The sample allows you to position objects in a AR session and save the map to their service. Then in a consecutive AR session you can load the saved map again. The sample seems to work pretty well and successfully re-positions the objects. The accuracy is not very high, objects can be a bit off the intended position. If the starting position is very different (other side of a room) it doesn’t place the objects.

The source code of the sample is also available on github https://github.com/Placenote.

Official Kick Off

Kick off

We met in Zürich yesterday for the official kick off for the master thesis work.

We came up with the following goals for the next week:

  • Work out a coarse plan for the master thesis work (until Februar 2019)
  • In a first step implement a manual re-registration in the ARchi VR app:  https://itunes.apple.com/il/app/archi-vr/id1317896781?mt=8
  • In a second step, investigate what can be automated in this process. E. g. edge detection, AR code, text recognition.

Discovery

Until now the time was spent with a discovery in the augmented reality (AR) environment. An investigation in the state of the art technologies have been conducted. From ARKit on iOS to ARCore on Android – a basic deep dive into the technology.
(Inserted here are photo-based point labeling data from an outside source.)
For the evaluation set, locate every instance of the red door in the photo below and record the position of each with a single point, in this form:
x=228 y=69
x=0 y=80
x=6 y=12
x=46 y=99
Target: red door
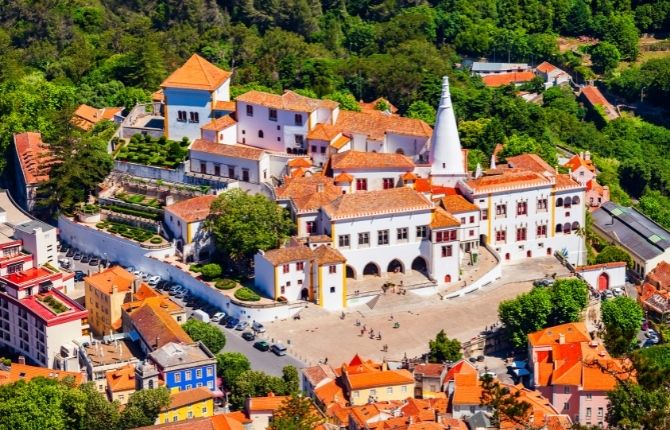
x=603 y=281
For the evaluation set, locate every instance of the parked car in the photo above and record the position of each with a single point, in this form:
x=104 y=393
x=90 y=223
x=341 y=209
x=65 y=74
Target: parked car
x=258 y=327
x=262 y=345
x=217 y=316
x=279 y=349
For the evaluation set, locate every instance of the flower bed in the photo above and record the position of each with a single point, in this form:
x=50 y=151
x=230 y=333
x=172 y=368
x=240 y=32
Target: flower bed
x=247 y=295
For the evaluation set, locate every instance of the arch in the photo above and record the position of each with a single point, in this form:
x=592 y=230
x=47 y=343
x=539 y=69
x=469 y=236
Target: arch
x=395 y=266
x=603 y=281
x=371 y=269
x=419 y=264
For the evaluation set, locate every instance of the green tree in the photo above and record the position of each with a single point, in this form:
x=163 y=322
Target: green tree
x=605 y=57
x=444 y=349
x=231 y=365
x=143 y=407
x=208 y=334
x=621 y=317
x=613 y=254
x=242 y=224
x=296 y=413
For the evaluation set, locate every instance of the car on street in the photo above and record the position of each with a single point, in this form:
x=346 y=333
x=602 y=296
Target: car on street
x=217 y=316
x=262 y=345
x=279 y=349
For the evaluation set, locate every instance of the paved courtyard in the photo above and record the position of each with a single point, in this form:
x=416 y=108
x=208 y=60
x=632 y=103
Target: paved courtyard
x=319 y=334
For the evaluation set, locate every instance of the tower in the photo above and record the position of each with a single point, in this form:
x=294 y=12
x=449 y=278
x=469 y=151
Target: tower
x=446 y=156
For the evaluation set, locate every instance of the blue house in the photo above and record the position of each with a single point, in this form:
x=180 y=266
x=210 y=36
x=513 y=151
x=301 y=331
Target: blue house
x=185 y=366
x=194 y=95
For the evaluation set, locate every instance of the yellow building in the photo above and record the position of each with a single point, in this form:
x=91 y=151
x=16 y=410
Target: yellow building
x=105 y=292
x=187 y=404
x=367 y=381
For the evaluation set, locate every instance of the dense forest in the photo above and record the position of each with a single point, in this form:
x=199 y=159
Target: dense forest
x=56 y=54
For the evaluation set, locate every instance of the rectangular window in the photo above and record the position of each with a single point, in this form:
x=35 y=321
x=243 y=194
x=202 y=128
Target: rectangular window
x=522 y=208
x=382 y=237
x=361 y=184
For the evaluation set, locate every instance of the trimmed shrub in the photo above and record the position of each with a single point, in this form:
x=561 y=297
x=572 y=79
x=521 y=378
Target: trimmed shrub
x=247 y=295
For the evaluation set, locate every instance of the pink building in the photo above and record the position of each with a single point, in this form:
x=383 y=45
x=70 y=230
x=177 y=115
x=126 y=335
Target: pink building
x=566 y=367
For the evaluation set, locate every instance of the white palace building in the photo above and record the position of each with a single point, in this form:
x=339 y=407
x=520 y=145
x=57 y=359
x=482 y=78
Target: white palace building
x=373 y=192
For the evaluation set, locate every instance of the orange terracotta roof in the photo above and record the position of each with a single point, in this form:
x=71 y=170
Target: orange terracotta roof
x=300 y=162
x=192 y=210
x=288 y=254
x=600 y=266
x=183 y=398
x=500 y=79
x=356 y=160
x=531 y=162
x=220 y=123
x=115 y=276
x=327 y=255
x=325 y=132
x=197 y=74
x=35 y=157
x=308 y=193
x=376 y=125
x=576 y=162
x=508 y=179
x=546 y=67
x=227 y=150
x=288 y=101
x=443 y=219
x=23 y=372
x=572 y=332
x=344 y=178
x=122 y=379
x=340 y=142
x=458 y=204
x=229 y=105
x=369 y=203
x=359 y=381
x=269 y=403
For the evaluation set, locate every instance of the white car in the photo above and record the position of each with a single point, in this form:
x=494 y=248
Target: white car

I have also got a access to the source code of ARchi VR which is located on a not public repository on the ZHAW github: https://github.engineering.zhaw.ch/acke/ARchiVR. I looked into the code and built and slightly adapted the sources to get a feeling for the ARKit technology in use and https://github.com/archilogic-com/3dio-js from https://3d.io/ by Archilogic, Zurich.

Also some basic business model considerations have been looked at, like usages in the maintenance environment (VR and AR, e. g. remote maintenance) or the area of the AR cloud, e. g. https://medium.com/super-ventures-blog/arkit-and-arcore-will-not-usher-massive-adoption-of-mobile-ar-da3d87f7e5ad.

Einleitung

Dies ist der Blog zu meiner Master Arbeit. Ich werde hier das Projekt dokumentieren und den Fortschritt und die gewonnenen Erkenntnisse festhalten.